The default gem installation path can be obtained by the following command.
gem environment
On the 67th line of solr_http.rb file comment the .iso8601 part. Then comment the line @solr.add(documents) and add the below line to enable the documents to be committed after adding them to the collection.
@solr.add(documents, :add_attributes => {:commitWithin=>1000})
Working version of the file can be accessed from the below github repo.
Creating the Logstash config file
Now you can create the Logstash Configuration file with the details of input file directory and output details. Here we wont try to add any filter as we want to index the complete log messages.
Logz.io has a good tutorial on creating grok patterns for fetching speciific fields of a log.
Starting Solr nodes and creating a collection
Now we have completed the logstash setup and created the conf file. Next step is to start the Solr nodes and then create an empty collection to index the log messages. Make sure that the collection name mentioned in the Logstash conf file and the one you are going to create are same.

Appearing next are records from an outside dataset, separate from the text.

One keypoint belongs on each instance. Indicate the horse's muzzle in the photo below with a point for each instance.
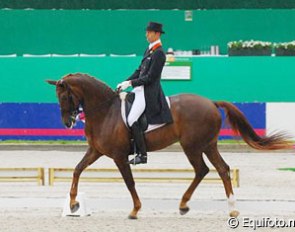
(70, 123)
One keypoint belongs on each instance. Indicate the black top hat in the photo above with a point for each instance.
(153, 26)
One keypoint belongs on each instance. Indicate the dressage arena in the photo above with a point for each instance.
(264, 192)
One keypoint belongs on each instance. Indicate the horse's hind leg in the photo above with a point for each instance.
(90, 156)
(129, 181)
(201, 169)
(224, 173)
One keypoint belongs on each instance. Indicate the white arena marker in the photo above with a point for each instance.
(81, 212)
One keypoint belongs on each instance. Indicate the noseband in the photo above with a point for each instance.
(73, 110)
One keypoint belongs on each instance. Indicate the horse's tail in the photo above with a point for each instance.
(240, 125)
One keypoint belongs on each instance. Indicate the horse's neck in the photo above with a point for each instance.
(96, 102)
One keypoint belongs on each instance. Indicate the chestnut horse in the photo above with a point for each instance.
(197, 123)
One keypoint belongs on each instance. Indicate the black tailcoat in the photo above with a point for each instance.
(148, 74)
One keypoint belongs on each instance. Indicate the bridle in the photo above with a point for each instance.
(74, 110)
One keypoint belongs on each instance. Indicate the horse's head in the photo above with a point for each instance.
(68, 101)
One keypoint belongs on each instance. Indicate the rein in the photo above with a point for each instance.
(75, 110)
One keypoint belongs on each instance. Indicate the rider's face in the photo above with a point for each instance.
(152, 36)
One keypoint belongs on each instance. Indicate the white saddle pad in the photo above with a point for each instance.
(123, 113)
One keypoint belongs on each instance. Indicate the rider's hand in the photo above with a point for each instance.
(124, 85)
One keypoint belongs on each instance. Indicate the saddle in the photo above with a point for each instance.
(142, 121)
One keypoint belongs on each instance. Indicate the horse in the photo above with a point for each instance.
(196, 125)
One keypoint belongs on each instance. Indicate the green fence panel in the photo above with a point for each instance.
(144, 4)
(123, 32)
(237, 79)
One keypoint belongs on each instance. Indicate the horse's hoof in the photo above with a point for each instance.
(234, 213)
(132, 217)
(75, 207)
(183, 211)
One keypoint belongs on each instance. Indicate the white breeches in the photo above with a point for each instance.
(138, 105)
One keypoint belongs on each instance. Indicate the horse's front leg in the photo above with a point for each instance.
(90, 156)
(129, 181)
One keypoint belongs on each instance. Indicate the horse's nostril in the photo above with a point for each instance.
(68, 124)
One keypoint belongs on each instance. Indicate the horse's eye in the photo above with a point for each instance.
(64, 98)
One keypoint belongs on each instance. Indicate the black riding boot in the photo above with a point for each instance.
(138, 136)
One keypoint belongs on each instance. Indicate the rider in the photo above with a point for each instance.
(149, 96)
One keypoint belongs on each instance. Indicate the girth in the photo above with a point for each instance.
(128, 104)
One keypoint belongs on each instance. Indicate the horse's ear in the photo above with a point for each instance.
(51, 82)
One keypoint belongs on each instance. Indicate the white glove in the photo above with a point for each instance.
(124, 85)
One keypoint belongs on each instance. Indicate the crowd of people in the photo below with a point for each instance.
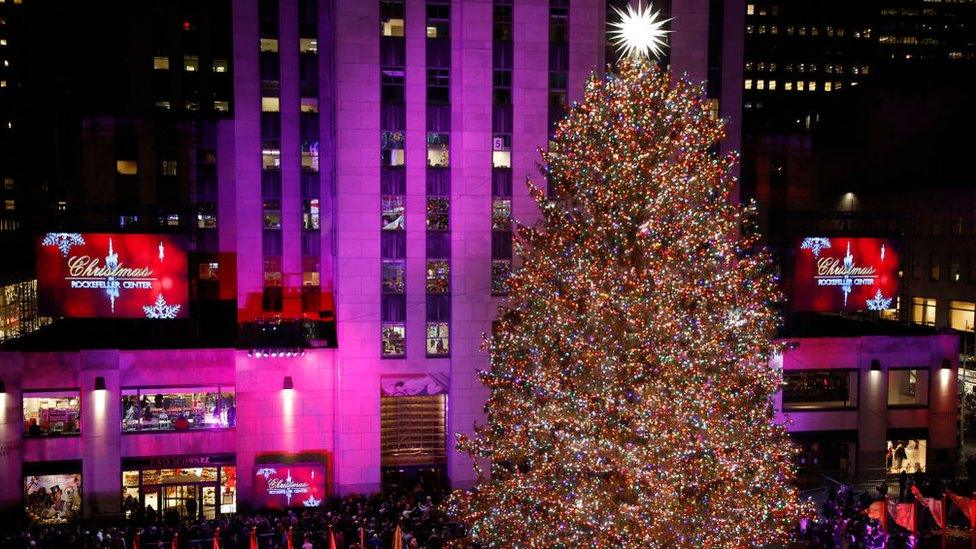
(355, 522)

bin/solr stop -e cloud -noprompt
Now we can create a data driven collection using the below command.
bin/solr create -c collectionname -d server/solr/configsets/data_driven_schema_configs/
Starting Logstash
Its time to start our Logstash service with our custom conf file.
logstash -f logstash_solr.conf
Logstash will start and read the log files present in the input directory. Each line will be indexed to the Solr collection with a number of metadata fields.